告白されてお互い気持ちを確かめあった後も、信じられない信じられない信じられない、と夢の中にいるようで実感の持てない中誘われた初デートが、ユーミンのコンサートでした。
リリースされたばかりの「水の中のASIAへ」とその前年のアルバム「時のないホテル」を中心とした選曲でしたが、その中でもとても印象的だったのがこの「HONG KONG NIGHT SIGHT」。
どこか現実味のないオリエンタルな曲調が自分の気持ちとシンクロしていたのでしょうか。

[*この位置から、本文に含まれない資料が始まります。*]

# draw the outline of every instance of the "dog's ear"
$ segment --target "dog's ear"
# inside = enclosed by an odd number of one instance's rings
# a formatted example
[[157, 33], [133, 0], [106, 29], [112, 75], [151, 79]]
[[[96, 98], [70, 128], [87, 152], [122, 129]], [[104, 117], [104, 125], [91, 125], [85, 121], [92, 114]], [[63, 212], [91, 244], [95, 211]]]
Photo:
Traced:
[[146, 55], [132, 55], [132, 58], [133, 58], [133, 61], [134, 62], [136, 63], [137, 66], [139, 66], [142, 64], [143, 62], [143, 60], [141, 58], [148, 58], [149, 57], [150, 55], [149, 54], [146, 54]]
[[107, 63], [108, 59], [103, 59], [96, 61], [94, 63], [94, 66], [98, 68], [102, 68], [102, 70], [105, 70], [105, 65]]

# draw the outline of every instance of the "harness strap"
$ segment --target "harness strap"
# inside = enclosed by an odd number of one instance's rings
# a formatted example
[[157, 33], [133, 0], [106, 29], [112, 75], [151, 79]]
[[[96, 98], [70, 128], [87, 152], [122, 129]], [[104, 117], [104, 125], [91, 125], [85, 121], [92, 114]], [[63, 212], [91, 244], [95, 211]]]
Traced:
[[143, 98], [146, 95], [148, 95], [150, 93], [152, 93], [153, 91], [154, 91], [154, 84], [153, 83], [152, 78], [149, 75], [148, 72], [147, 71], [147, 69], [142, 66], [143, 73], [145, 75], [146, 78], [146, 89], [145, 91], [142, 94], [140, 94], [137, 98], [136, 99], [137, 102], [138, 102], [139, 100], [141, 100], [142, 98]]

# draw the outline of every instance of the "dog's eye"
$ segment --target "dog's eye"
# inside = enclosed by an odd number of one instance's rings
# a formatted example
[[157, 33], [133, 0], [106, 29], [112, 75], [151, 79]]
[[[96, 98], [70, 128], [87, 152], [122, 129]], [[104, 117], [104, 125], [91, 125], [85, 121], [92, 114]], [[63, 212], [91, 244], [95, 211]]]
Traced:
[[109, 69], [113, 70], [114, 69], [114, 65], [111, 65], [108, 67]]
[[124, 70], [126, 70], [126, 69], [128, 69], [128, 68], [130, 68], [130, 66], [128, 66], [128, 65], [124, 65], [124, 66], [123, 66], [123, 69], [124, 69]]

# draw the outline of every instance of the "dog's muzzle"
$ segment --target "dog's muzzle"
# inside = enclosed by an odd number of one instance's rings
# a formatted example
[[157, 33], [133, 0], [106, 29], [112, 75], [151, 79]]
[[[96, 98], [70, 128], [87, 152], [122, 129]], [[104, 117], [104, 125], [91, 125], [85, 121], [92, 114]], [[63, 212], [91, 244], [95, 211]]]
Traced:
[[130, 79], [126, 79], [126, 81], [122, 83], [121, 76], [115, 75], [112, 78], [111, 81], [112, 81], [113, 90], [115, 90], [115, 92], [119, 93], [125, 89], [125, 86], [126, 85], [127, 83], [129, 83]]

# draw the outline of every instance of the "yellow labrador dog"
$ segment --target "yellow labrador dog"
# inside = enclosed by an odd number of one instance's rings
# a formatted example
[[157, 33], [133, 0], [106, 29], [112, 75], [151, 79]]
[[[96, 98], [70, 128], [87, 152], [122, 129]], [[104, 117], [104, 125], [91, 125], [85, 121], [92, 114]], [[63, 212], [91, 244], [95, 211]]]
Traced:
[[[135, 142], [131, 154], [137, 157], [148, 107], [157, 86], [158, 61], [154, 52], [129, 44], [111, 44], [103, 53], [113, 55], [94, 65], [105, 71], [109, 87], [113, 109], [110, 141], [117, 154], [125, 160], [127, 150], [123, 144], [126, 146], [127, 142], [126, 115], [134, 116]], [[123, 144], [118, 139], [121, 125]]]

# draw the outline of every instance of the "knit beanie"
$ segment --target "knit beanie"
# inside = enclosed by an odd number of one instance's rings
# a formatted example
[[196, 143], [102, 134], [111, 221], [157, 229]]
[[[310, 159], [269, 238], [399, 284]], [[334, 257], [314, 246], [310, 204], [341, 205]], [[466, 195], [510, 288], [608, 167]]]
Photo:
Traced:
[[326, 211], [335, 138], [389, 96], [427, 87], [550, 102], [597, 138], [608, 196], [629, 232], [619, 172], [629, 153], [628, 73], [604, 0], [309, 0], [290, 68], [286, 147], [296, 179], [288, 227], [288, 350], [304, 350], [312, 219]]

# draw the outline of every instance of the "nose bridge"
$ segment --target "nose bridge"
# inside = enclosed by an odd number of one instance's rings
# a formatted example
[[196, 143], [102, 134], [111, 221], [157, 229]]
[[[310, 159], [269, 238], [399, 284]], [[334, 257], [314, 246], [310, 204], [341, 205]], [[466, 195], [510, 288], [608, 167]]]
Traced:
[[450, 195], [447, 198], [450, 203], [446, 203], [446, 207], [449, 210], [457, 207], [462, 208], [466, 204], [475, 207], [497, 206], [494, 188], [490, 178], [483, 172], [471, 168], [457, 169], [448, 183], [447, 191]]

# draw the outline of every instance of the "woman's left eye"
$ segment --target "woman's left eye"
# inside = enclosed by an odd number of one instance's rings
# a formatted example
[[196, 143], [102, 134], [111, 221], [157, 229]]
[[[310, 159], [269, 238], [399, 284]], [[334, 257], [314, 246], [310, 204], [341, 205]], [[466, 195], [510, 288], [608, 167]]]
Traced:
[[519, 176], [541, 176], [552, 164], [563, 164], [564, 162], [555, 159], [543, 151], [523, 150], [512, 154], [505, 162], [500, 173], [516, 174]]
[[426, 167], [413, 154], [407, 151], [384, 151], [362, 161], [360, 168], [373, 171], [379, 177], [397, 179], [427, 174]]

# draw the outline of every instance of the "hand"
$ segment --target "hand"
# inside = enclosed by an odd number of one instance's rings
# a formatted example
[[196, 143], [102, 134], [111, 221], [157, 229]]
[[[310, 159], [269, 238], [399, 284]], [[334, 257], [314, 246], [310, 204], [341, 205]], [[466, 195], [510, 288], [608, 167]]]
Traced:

3.FAREWELL,MY LOVE/NATIVE SON
[「SAVANNA HOT LINE」収録]
彼からはいろんなジャンルの音楽を教えてもらいましたが、その中の一曲。
NATIVE SONはフュージョングループで収録曲はすべてインストゥルメンタルの曲なのですが、「FAREWELL,MY LOVE」というこの曲をこう解釈してくれました。
サックス→エレピ→サックスと、メイン楽器が入れ替わりながらテーマを繰り返す様子を、
「一組のカップルが夜の道を二人で歩いている。サックスは男性。やっぱりやり直さないか、と彼女に語りかける。次にエレピが女性。困ったようにそれはできない、と答える。そしてまた男性のサックス。別れに向けて、別れる瞬間まで、とりとめもなく話し続ける。」
そんなことを照れもせず言える彼は、今から思うと相当ロマンチストだったんでしょうね。
そんな彼の言葉を「ふうん、そういう聴き方もあるんだ」と妙に感心して聞いていた記憶があります。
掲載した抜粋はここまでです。